When I was in San Francisco two years ago, immediately before I met my girlfriend in person for the first time, I visited a small bookstore in the city's gay district (The Castro). It was the kind of cozy, inviting bookstore that encouraged leisurely browsing, which is exactly what I did for my last few hours in the city. I checked out the staff favourites; I discretely flipped through LGBTQ books that would make Dan Savage blush; and I somehow resisted the enormous selection of magnets and mugs and bookmarks that I'm usually suckered into buying. In the end, despite finding a large collection of books that wanted to come home with me, I managed to leave with only one: Tiny Beautiful Things, by Cheryl Strayed.
If you have never read this book, you should go out and do so immediately. And don't take it out from the library (although I love libraries): buy it so that you can read it over and over and over again. The book is a collection of articles from the "Dear Sugar" online advice column that Strayed used to write, and it is easily the best advice column I've ever read. She addresses every topic from romance (of course) to friendship to finances to body image to life's purpose, and she does so in a way that is wise and frank and kind and simply amazing. I loved the book so much that I finished it on the red-eye from San Francisco (instead of resting up for my date when I got home), and I have read it cover to cover two additional times. When I picked it up to start writing this blog post, I had a hard time not reading it a fourth time.
Anyway...this is not supposed to be a post about the genius of Cheryl Strayed but rather a post inspired by one of her responses as "Dear Sugar". In one of the letters she received, a young woman wrote about her desire to go to graduate school and her frustration about having to incur additional student debt to do so because her parents didn't have the means to put her through school. In one line that stuck with me, the woman stated "[M]ore often than not, I am defined by my 'student loan identity'." Strayed's response surprised me a bit. She seemed to diminish the woman's concerns about debt, and she encouraged her to strongly consider graduate school despite the cost. In addressing the woman's concerns about the psychological aspect of debt, she said "I don't even known what a student loan identity is. Do you? What is a student loan identity?"
As I sit here, months away from having a positive net worth for the first time in almost a decade, and another decade away from having my debts payed off, I know exactly what a student loan identity is. A student loan identity is waking up every morning and thinking about how much you still owe. It's feeling like every dollar you earn is already accounted for and that none of it is actually yours. It's saying yes to extra clinics and extra weekends of call because you're bloody tired of being in the red. It's feeling like every decision you make has to be based on the financial implications, rather than on what you most want to do in your heart.

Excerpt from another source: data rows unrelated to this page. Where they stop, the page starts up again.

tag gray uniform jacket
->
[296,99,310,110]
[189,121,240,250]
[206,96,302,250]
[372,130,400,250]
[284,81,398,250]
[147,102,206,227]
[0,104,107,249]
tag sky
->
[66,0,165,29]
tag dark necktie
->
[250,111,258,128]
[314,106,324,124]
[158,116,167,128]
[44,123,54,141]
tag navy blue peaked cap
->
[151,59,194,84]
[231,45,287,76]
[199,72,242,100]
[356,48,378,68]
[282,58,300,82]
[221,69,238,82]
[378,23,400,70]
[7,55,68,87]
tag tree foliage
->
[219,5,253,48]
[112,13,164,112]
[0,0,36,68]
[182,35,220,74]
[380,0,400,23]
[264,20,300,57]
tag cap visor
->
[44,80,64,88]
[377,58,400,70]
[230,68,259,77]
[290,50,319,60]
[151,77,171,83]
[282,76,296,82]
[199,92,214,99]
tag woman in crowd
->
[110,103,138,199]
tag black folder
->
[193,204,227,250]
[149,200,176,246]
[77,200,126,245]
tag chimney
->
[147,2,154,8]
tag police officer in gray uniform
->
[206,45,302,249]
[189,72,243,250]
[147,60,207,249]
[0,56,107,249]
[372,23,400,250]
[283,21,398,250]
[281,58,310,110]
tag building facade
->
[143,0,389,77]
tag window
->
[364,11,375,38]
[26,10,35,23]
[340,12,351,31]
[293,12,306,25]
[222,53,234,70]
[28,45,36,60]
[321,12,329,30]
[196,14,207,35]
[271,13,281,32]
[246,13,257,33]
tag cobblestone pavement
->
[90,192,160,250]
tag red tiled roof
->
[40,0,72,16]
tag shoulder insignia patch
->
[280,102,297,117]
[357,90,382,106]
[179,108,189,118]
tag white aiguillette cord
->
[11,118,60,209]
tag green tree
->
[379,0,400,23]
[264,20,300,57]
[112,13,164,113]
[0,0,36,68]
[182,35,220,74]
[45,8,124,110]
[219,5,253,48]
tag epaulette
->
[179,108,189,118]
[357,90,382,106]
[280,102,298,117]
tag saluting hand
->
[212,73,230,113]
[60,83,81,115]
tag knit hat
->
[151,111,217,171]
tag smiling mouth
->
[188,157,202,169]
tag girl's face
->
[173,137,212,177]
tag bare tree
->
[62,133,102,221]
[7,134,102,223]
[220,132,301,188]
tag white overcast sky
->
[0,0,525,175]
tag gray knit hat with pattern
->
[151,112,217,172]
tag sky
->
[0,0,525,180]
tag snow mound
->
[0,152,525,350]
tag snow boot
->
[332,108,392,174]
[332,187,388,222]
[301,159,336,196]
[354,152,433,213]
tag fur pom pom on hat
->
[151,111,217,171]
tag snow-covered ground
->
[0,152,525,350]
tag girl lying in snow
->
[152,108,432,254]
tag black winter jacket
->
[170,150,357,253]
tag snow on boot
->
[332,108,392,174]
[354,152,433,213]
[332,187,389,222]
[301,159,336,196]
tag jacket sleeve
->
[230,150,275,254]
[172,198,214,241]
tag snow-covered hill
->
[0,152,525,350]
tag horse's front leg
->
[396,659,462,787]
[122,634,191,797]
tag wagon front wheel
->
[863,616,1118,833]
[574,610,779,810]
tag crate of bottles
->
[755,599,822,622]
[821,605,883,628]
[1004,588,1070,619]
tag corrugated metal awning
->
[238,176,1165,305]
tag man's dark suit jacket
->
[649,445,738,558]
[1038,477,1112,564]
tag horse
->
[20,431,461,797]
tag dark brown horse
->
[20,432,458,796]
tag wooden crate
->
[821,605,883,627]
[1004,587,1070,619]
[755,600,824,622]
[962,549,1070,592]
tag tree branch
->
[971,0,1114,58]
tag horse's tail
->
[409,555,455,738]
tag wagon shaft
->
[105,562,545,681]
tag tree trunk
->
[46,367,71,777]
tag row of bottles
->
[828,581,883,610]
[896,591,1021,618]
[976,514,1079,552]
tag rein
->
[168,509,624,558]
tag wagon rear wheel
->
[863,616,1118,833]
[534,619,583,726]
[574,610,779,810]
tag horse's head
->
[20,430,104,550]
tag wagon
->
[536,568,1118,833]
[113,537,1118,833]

No matter what my rational brain tells me about the wisdom of my decision to go to medical school or the long-term financial security that I will enjoy, my lizard brain keeps fixating on my student loan and the long road between me and debt repayment.
I wish I could be more Zen about my debt and just accept that it's there and will be for a long time, but I can't seem to get past the sensation of OH MY GOD, MY HAIR IS ON FIRE! I can't seem to stop questioning every purchase, wondering if I can somehow live without $20 a bag cat litter and train my cats to use the toilet. (The answer to that question is a resounding no.) I can't seem to say no to any opportunity to make extra money, no matter how tired or stressed I may be making myself.
More than anything, I just want to be back in the black.